Jack O'Connor certainly cost me the most money, imparting his love of finely stocked rifles.
As for actual hunting, my recently departed elk hunting mentor.
I'll second Jack O'Conner and add Ernest Hemingway, Bob Foulkrod, Craig Boddington, Jim Shockey and the greatest wing shooter I every knew my grandfather.
I watch him nock down 26 one day with only twenty five shots from his Belgian Browning patented Remington. He was eighty and about six months post knee replacement. It was the last hunt we went on together. I was in my early twenties, home from college. The year was 1992. Most of everything I know I learned for him and my other grandfather, who were both avid hunters and fisherman. Both men served in WW II. The later was wounded at Iwojima and hung in a palm tree for three days while the Japanese marched underneath. I remember seeing the scares from the bullet holes, three in the front just below his heart and three coming out the back on either side of his spine. He liked to hunt hogs with a few good dogs and a knife.

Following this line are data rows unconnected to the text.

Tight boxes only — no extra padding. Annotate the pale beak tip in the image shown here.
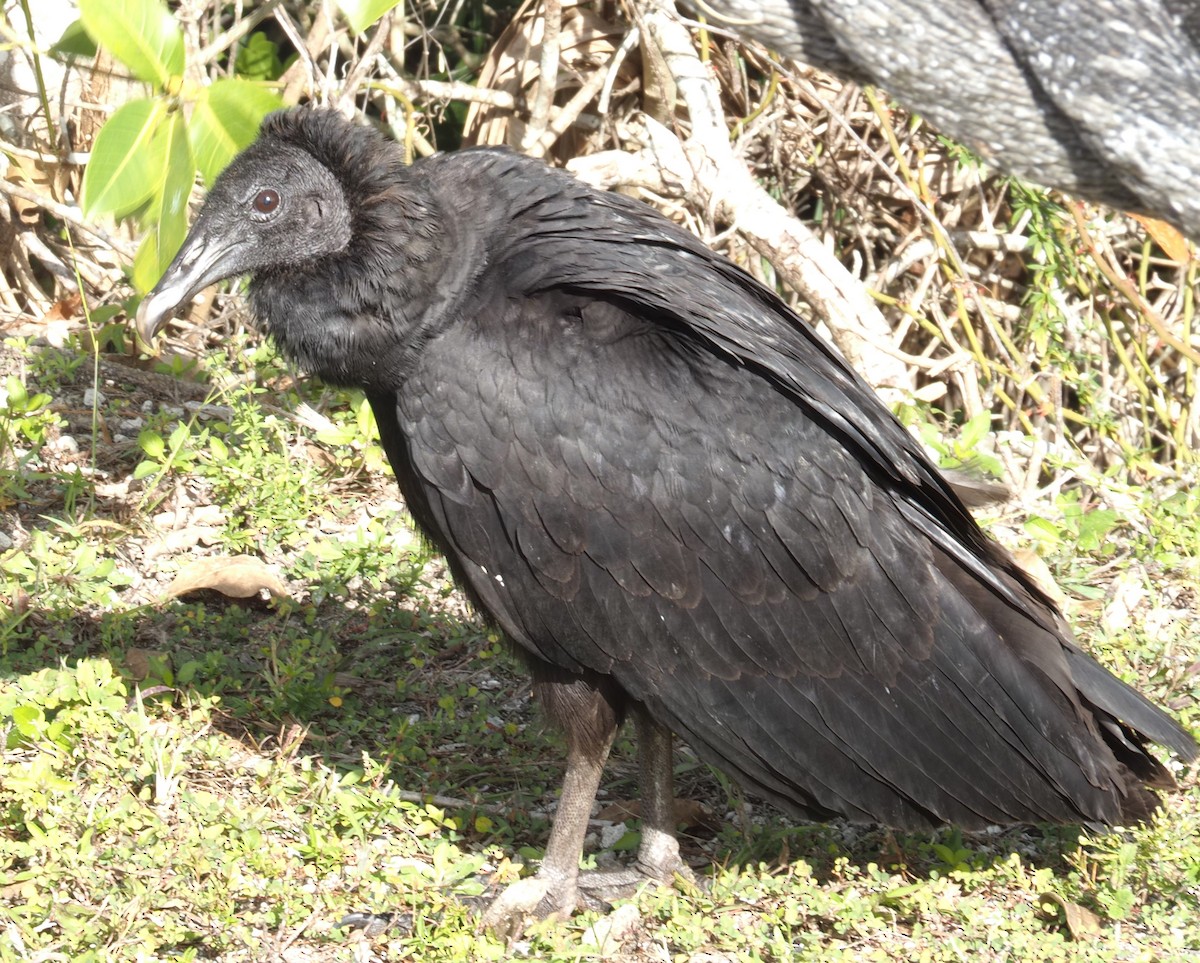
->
[134,289,175,353]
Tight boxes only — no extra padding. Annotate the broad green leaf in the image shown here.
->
[138,428,166,460]
[81,98,167,219]
[50,19,98,58]
[1076,509,1120,551]
[235,32,287,81]
[958,411,992,450]
[132,110,196,291]
[188,79,282,185]
[78,0,183,88]
[338,0,403,35]
[1023,516,1062,546]
[11,703,45,740]
[3,375,27,409]
[133,458,160,480]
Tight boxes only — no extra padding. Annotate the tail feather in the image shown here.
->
[1061,640,1198,764]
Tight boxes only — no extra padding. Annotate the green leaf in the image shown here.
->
[1076,509,1120,551]
[50,19,99,58]
[337,0,403,35]
[138,429,165,460]
[958,411,992,450]
[81,98,168,219]
[1024,516,1062,546]
[235,32,286,81]
[131,235,162,297]
[11,703,45,740]
[169,423,190,452]
[4,375,27,409]
[78,0,183,88]
[188,79,282,185]
[131,110,196,292]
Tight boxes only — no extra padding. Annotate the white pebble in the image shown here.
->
[83,388,106,407]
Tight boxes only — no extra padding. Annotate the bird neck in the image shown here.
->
[247,171,469,391]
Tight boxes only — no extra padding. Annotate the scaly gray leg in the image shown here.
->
[632,707,692,882]
[576,707,694,906]
[482,726,617,932]
[482,702,692,933]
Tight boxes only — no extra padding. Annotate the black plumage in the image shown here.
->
[137,109,1196,923]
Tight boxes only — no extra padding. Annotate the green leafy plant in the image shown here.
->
[0,527,133,618]
[0,374,58,461]
[1024,490,1122,557]
[916,409,1006,479]
[133,421,206,482]
[0,370,65,508]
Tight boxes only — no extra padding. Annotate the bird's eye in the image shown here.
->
[252,189,280,214]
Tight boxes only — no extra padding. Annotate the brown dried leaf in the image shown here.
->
[163,556,290,600]
[1130,214,1193,264]
[595,797,718,830]
[1038,892,1102,940]
[41,294,83,324]
[6,153,57,222]
[463,0,627,151]
[124,648,170,681]
[1012,548,1067,608]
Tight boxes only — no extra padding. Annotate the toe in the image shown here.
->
[481,875,577,937]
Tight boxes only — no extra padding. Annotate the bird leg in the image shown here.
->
[575,706,694,906]
[482,728,616,932]
[632,706,693,883]
[482,667,695,933]
[482,670,621,933]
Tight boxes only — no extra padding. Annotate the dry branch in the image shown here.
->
[569,0,911,394]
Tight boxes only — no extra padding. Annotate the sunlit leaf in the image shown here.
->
[337,0,403,35]
[1130,213,1193,264]
[80,98,167,219]
[188,79,283,185]
[78,0,183,88]
[162,556,290,600]
[1024,516,1062,546]
[958,411,992,450]
[1076,509,1120,551]
[132,110,196,291]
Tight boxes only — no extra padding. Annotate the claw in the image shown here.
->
[480,874,577,938]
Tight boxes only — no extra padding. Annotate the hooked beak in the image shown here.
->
[135,230,251,348]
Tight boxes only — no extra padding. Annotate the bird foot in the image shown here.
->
[481,858,695,936]
[575,854,696,908]
[480,873,577,937]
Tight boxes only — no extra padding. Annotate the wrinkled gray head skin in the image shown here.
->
[136,140,352,344]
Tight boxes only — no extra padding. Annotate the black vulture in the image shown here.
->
[698,0,1200,238]
[137,109,1196,925]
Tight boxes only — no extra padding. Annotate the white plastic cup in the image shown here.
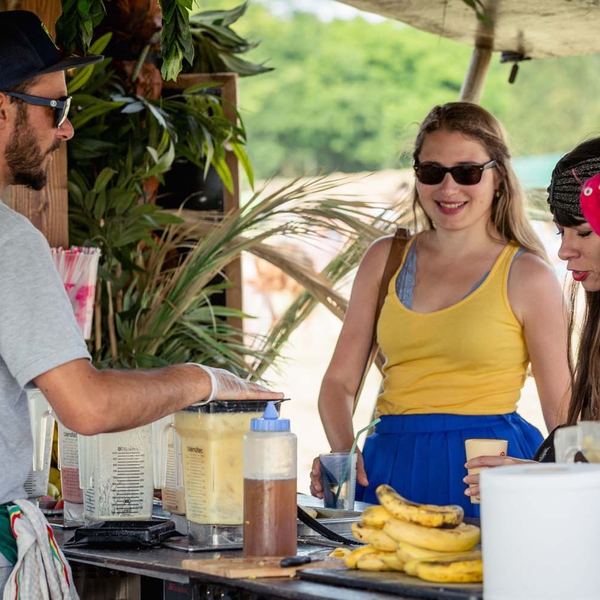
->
[465,438,508,504]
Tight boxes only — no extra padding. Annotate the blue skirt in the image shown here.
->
[356,412,543,518]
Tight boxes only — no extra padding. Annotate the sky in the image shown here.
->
[257,0,386,23]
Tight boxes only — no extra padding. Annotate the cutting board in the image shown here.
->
[182,557,344,579]
[298,568,483,600]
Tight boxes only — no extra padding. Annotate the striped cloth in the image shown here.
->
[2,499,78,600]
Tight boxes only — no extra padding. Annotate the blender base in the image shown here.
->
[161,537,243,552]
[162,523,243,552]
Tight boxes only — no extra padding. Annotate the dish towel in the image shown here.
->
[2,499,79,600]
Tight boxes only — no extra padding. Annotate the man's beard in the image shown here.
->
[5,104,61,191]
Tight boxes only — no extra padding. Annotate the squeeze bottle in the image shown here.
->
[243,401,297,557]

The most important lessons may have been learned in the woods together but had little to do with hunting. It was about placing God first in your life, being a person of integrity and honor, learning to live with in your means, providing for your family, treating people, even those you don't agree with, with respect, loving those God has placed in your care unconditionally, lessons about life and what manhood and sacrifice really look like. They don't make them like that anymore!
There is a lot to be said about taking your kids and grandkids afield. Many of life's great lessons can be taught accompanied by a good dog and a nice over and under or in a deer stand with a good rifle.
This world needs a lot more influencers like that!